Dans une ambiance tendue à la prison de Makala, le ministère public a requis trois ans de prison et une amende de 950 000 FC contre l’opposant politique Seth Kikuni, lors d’une audience qui s’est tenue le 20 novembre 2024. Accusé de propagation de faux bruits et d’incitation à la désobéissance civile, Kikuni se retrouve au centre d’une affaire qui soulève des questions cruciales sur la liberté d’expression en République Démocratique du Congo.
Les avocats de Kikuni, menés par Maître Héritier Bulambo, ont vigoureusement contesté les accusations, affirmant que le ministère public n’a pas réussi à établir le caractère infractionnel des propos de leur client. « L’infraction des faux bruits est prévue par le code pénal congolais, mais le ministère public a peiné à prouver en quoi les déclarations de notre client pourraient être considérées comme telles », a déclaré Maître Bulambo. Il a dénoncé une demande de peine jugée excessivement sévère, soulignant l’absence de preuves concrètes.
L’affaire, désormais en délibéré, pourrait marquer un tournant décisif pour la démocratie congolaise. La défense de Kikuni évoque un procès politique et reste confiante quant à un acquittement, arguant que rien n’a été démontré pour justifier les accusations portées.

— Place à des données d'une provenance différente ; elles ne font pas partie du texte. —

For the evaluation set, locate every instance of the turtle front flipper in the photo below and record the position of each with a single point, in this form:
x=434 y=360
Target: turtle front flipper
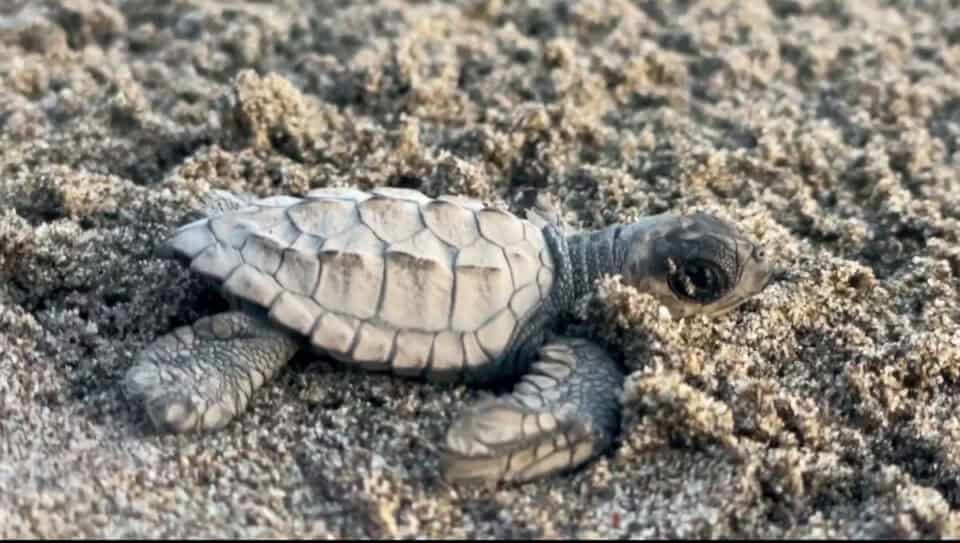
x=564 y=412
x=199 y=377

Debout devant le tribunal, vêtu en tenue de prisonnier et accompagné de son épouse, Seth Kikuni a lancé un appel poignant sur les dangers que représente une telle condamnation. Ancien candidat à la présidence, il a interpellé les juges sur l’impact d’une éventuelle décision contre lui : « Cela serait une condamnation non seulement pour moi, mais pour la liberté d’expression et pour notre démocratie. »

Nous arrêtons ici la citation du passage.